つい先日の話。深夜。
 愛用のタバコが切れたことに気付いた俺は、重い腰を持ち上げ近所のコンビニまで足を運ぶことにした。
 部屋着から外行きの服へと手早く着替えた俺は、玄関まで歩き扉を開こうとして、ふと小さな違和感を感じてドアノブから手を放す。
 本当になんとなく、ドアを開けたらまずい気がしたからだ。

 ところで、俺は二階立てのアパートの一階に住んでいる。
 普段使うことがないので忘れがちになるが、ドアにはドアスコープ、つまり覗き窓が付いている。それを使って、俺は外の様子を覗き見た。
 するとそれはいた。
 ドア一枚隔てた向こう側に、顔を深くうつむけた男が立っていたのだ。
 その瞬間俺は凍り付いた。
 時刻は深夜1時前。普通に考え、そんなところに人が立っているはずがない。
 しばらくの間、完全に硬直していた俺はなんとか我を取り戻して必死に思考を回転させた。
 この状況、はたしていったいどうすればいいのかと考え、しかし答えが見つからず、なかなか行動に移せない優柔不断な俺。
 そんなとき、

 ドンドンドンドンドンドン!

 ドアが叩かれる音が部屋中に鳴り響く。今度こそ硬直する俺。
 やばい。マジでやばい。もう半泣きだった。警察を呼ぶなんて考えも思い付かないほど、パニックになっていた。
 狂ったようにドアを叩く音が止んだあとは、代わりに男の荒い鼻息が聞こえてくる。ひどく興奮しているようだった。
 この時点で俺の思考は完全にフリーズ。
 ときおり耳に届く獣の唸り声のような男の声と、ドアをガリガリと削るような音が聞こえてくる。

 勘弁してくれ、俺がなにしたって言うんだよ?

 ドア越しに対峙すること、どれくらいたっただろうか。
 にわかに外の様子が騒がしくなり始め、複数の人たちの声と、男の絶叫が聞こえ出す。発情期の猫のような声で。
 どうやら近所の通報から警察が到着したようで、男は不審者として連れていかれそうになったところ、必死に抵抗していたらしい。とはいえ、1個人が国家権力に逆らえるはずもなく。

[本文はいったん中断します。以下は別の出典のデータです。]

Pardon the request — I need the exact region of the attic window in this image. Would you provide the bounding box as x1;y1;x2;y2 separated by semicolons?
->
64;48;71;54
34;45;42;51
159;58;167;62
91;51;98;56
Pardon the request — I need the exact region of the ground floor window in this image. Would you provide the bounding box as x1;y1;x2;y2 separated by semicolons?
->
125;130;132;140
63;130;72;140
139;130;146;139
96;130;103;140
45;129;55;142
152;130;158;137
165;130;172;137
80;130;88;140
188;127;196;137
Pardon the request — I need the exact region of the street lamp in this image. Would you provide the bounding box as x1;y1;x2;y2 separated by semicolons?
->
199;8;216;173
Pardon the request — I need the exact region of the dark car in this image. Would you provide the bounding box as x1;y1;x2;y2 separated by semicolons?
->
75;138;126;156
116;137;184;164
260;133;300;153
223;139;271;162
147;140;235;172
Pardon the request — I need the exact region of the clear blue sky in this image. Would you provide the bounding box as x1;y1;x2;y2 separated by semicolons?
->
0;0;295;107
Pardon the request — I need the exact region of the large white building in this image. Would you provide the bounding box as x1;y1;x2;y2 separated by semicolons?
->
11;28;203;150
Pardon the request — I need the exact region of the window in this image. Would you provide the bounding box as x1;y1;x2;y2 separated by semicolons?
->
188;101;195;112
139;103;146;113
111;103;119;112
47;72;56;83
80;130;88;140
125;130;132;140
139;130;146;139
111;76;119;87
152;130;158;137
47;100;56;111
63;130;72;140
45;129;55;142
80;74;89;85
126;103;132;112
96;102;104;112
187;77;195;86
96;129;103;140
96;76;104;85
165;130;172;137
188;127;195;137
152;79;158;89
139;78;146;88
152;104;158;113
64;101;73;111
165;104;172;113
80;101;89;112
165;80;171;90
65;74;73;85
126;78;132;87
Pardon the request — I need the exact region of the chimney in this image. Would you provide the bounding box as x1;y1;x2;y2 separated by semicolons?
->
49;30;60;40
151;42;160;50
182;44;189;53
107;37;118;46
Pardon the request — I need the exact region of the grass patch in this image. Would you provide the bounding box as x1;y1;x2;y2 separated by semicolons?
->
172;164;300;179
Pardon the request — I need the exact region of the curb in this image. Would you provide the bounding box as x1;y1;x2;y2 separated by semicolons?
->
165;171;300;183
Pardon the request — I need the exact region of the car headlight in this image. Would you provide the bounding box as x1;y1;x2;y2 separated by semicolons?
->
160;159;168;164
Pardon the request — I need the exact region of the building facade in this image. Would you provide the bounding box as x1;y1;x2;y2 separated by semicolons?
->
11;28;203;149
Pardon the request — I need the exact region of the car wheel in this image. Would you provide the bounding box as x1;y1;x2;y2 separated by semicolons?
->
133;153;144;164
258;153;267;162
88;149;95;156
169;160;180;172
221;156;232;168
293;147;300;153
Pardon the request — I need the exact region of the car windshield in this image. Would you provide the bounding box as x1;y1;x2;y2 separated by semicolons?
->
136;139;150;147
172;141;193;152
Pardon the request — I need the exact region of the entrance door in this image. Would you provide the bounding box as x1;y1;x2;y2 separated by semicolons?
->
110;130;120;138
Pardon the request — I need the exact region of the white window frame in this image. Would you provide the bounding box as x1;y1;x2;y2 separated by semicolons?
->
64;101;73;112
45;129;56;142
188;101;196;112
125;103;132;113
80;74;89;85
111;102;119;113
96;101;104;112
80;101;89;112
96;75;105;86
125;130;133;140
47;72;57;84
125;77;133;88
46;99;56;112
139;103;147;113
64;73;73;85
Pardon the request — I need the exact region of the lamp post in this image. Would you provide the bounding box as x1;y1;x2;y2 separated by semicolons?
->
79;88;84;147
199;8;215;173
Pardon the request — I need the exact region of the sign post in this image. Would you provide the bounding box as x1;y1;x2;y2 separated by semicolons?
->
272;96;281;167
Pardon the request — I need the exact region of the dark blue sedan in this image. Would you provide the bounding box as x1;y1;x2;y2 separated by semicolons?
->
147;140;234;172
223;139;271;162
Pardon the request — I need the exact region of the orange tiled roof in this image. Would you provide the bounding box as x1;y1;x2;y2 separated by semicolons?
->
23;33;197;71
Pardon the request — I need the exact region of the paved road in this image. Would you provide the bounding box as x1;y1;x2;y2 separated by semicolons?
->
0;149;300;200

 その後、被害者として警察の方にあらましを伝え、無事事なきを得たんだが、アパートのドアは男の爪跡で傷だらけになっていた。
 マジでいったい俺になんの怨みがあるんだよ…………
 ちなみに男は会ったことも聞いたことない、まったく接点のないやつだった。
 生きている人間のほうが怖い。そう思った出来事でした。